A handmade clubSandwich for multi-site trials

James E. Pustejovsky

I’m just back from the Society for Research on Educational Effectiveness meetings, where I presented work on small-sample corrections for cluster-robust variance estimators in two-stage least squares models, which I’ve implemented in the clubSandwich R package. Here’s my presentation. So I had “clubSandwich” estimators on the brain when a colleague asked me about whether the methods were implemented in SAS.

The short answer is “no.”

The moderately longer answer is “not unless we can find funding to pay someone who knows how to program properly in SAS.” However, for the specific model that my colleague was interested in, it turns out that the small-sample corrections implemented in clubSandwich can be expressed in closed form, and they’re simple enough that they could easily be hand-calculated. I’ll sketch out the calculations in the remainder of this post.

A multi-site trial

Consider a multi-site trial conducted across $J$ sites, which we take as a sample from a larger super-population of sites. Each site consists of $n_{j}$ units, of which $p_{j} n_{j}$ are randomized to treatment and the remainder $(1 - p_{j}) n_{j}$ are randomized to control. For each unit $i$ in each site $j$ , we have an outcome $y_{i j}$ and a treatment indicator $t_{i j}$ .

A conventional approach to estimating the overall average impact in this setting is to use a model with a treatment indicator and fixed effects for each site: $y_{i j} = β_{j} + δ t_{i j} + e_{i j}$ and then to cluster the standard errors by site. Clustering by site makes sense here if (and only if) we’re interested in generalizing to the super-population of sites.

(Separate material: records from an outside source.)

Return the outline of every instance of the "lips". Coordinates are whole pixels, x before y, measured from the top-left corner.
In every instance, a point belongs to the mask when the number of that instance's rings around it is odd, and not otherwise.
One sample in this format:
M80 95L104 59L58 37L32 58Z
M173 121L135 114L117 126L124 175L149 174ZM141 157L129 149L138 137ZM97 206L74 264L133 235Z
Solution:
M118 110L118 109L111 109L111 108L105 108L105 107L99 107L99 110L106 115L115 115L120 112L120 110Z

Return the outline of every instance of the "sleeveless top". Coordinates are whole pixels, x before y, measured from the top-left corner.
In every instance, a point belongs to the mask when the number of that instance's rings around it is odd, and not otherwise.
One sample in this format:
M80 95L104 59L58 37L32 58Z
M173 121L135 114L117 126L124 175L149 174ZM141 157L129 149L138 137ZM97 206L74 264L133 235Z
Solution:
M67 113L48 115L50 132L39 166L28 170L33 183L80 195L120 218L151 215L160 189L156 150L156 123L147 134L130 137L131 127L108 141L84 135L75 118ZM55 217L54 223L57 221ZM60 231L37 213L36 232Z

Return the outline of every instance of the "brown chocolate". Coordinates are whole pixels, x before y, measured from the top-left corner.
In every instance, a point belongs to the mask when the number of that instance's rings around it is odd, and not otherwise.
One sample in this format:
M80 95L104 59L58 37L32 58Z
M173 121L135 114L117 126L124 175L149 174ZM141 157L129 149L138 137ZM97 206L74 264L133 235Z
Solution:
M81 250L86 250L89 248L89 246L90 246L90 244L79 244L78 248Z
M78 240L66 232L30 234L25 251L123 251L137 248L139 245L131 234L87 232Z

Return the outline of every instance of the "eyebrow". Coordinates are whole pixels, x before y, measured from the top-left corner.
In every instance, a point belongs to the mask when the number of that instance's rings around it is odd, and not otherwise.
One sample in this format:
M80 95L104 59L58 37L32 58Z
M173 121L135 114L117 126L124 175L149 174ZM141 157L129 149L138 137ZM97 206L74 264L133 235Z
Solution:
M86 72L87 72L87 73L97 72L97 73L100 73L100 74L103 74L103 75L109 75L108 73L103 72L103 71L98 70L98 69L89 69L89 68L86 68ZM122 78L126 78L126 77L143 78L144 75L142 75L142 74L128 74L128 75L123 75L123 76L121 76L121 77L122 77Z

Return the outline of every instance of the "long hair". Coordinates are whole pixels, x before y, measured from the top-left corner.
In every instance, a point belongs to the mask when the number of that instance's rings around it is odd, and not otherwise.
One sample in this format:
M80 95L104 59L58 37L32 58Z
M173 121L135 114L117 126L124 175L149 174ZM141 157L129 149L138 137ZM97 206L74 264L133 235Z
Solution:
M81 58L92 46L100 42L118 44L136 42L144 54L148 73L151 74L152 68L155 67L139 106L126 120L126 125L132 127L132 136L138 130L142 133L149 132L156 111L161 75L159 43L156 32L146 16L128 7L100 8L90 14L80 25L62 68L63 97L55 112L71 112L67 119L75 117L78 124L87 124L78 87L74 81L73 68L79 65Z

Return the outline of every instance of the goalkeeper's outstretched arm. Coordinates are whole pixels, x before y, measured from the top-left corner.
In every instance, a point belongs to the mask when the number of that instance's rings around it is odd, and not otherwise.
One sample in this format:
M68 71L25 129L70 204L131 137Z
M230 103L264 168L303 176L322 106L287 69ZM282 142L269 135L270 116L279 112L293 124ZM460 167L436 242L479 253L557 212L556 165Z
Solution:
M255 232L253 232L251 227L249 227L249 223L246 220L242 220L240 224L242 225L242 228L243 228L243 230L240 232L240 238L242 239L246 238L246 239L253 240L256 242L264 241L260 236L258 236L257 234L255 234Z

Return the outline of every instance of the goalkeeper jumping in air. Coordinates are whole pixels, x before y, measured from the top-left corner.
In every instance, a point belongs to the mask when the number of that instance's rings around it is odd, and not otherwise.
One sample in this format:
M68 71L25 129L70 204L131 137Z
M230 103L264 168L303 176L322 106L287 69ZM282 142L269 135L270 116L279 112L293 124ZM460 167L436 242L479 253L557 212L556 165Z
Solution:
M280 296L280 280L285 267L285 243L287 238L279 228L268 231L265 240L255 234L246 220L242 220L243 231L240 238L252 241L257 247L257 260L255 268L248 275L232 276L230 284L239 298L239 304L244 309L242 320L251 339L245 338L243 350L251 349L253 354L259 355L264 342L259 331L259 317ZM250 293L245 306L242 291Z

Let ${\hat{δ}}_{j}$ denote the impact estimate from site $j$ , calculated as the difference in means between treated and untreated units at site $j$ : ${\hat{δ}}_{j} = \frac{1}{n_{j} p_{j}} (\sum_{i = 1}^{n_{j}} t_{i j} y_{i j}) - \frac{1}{n_{j} (1 - p_{j})} (\sum_{i = 1}^{n_{j}} (1 - t_{i j}) y_{i j}) .$ for $j = 1, . ., J$ . The overall impact estimate here is a precision-weighted average of the site-specific impacts: $\hat{δ} = \frac{1}{W} \sum_{j = 1}^{J} w_{j} {\hat{δ}}_{j},$ where $w_{j} = n_{j} p_{j} (1 - p_{j})$ and $W = \sum_{j} w_{j}$ .

Sandwich estimators

The conventional clustered variance estimator (or sandwich estimator) for $\hat{δ}$ is a simple function of the (weighted) sample variance of the site-specific effects. It can be calculated directly as: $V^{C R 0} = \frac{1}{W^{2}} \sum_{j = 1}^{J} w_{j}^{2} {({\hat{δ}}_{j} - \hat{δ})}^{2} .$ Under a conventional random effects model for the $δ_{j}$ s, this estimator has a downward bias in finite samples.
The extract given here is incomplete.